This invention relates, in general, to facilitating processing within a processing environment, and in particular, to managing processing associated with floating point operations, including decimal floating point operations.
Floating point is used to represent real numbers on computers. There are different types of floating point arithmetic, including binary floating point and decimal floating point, as examples. Floating point numbers are discussed in IEEE STD 754-1985, IEEE Standard For Binary Floating-Point Arithmetic; and in IEEE STD 854-1987, IEEE Standard for Radix-Independent Floating-Point Arithmetic, which are hereby incorporated herein by reference in their entirety.
Binary floating point numbers are represented in computer hardware as base two (binary) fractions. While binary floating point has been very valuable over the years, there are some limitations with binary floating point operations. For instance, binary floating point cannot represent some decimal fractions, such as 0.1; and the scaling of binary floating point requires rounding.

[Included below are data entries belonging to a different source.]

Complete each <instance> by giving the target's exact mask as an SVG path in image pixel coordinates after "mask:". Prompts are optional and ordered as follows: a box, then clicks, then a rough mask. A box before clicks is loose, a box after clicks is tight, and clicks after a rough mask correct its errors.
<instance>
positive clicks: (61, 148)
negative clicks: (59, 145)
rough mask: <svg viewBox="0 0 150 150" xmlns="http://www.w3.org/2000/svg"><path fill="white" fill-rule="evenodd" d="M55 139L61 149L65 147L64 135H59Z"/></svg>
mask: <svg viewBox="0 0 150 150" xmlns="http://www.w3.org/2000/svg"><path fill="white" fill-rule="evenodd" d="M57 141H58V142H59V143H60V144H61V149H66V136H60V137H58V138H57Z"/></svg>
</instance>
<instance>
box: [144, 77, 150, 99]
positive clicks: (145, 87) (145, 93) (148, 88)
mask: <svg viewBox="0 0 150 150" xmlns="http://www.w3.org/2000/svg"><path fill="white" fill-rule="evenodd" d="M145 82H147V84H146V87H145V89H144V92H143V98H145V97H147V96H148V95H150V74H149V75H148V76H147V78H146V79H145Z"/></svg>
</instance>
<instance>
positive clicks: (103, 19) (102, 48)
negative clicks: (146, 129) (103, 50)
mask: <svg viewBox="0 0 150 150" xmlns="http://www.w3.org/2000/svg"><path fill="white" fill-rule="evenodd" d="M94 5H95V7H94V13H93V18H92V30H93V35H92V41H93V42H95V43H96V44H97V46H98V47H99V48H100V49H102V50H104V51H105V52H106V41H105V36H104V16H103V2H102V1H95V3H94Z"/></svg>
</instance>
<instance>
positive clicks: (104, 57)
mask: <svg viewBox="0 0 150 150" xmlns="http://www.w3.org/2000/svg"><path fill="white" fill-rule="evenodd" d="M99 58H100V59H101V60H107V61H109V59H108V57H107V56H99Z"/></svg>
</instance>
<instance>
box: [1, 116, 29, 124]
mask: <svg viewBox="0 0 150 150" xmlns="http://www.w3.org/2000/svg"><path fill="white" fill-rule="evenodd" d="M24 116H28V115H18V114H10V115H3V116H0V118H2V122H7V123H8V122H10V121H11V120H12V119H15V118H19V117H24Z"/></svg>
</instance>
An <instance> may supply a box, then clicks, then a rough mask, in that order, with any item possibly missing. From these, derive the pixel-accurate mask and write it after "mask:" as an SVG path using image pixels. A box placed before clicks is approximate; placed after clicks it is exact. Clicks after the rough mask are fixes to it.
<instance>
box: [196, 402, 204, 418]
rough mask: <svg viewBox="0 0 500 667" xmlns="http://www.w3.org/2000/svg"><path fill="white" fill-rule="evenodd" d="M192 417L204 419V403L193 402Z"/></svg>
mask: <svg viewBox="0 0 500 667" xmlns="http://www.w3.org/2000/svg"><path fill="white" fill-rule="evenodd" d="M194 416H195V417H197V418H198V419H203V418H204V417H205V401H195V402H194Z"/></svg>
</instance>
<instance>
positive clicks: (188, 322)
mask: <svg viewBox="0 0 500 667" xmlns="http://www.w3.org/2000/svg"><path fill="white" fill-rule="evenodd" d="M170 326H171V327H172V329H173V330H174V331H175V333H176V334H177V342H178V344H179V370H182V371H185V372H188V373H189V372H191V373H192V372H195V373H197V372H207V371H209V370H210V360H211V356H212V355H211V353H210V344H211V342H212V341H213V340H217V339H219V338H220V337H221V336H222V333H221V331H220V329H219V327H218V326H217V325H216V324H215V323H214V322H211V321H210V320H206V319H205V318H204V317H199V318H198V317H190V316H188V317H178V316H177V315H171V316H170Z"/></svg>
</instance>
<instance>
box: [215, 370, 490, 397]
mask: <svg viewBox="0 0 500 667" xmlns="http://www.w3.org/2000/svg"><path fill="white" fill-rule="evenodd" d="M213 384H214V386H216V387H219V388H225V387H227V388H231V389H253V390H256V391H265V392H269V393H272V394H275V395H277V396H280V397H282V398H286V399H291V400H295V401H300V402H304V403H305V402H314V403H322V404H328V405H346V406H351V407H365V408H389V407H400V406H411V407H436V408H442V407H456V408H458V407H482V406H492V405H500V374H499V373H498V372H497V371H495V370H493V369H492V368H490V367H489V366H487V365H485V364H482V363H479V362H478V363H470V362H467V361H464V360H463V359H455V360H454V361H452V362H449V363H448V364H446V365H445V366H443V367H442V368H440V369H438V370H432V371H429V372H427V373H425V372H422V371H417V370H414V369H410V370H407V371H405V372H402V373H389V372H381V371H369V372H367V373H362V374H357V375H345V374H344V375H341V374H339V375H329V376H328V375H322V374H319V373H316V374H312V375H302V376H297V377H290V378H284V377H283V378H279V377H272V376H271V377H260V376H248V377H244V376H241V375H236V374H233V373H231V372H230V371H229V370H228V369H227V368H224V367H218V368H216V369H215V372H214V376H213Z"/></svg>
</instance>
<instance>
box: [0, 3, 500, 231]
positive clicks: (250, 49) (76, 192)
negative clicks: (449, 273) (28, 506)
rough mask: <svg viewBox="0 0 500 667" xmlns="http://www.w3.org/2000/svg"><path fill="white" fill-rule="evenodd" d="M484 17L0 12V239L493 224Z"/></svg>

Due to the limitations of binary floating point, decimal floating point has evolved for use in computational processing in computers and other processing environments.
Decimal floating point is easier to comprehend, since decimal data is the most common of all numeric data. A decimal floating point finite number includes a sign bit, an exponent and a significand. The sign bit is zero for plus and one for minus. The exponent, a signed value, is represented as an unsigned binary value by adding a bias, resulting in a biased exponent. The significand includes a string of decimal digits, where each digit is an integral value between zero and one less than the radix (i.e., 10 is the radix for decimal). The number of digit positions in the significand is called the precision of the floating point number.
The numerical value of a decimal floating point finite number is represented as (−1)sign×significand×10exponent. The value of 1×10exponent is called the quantum.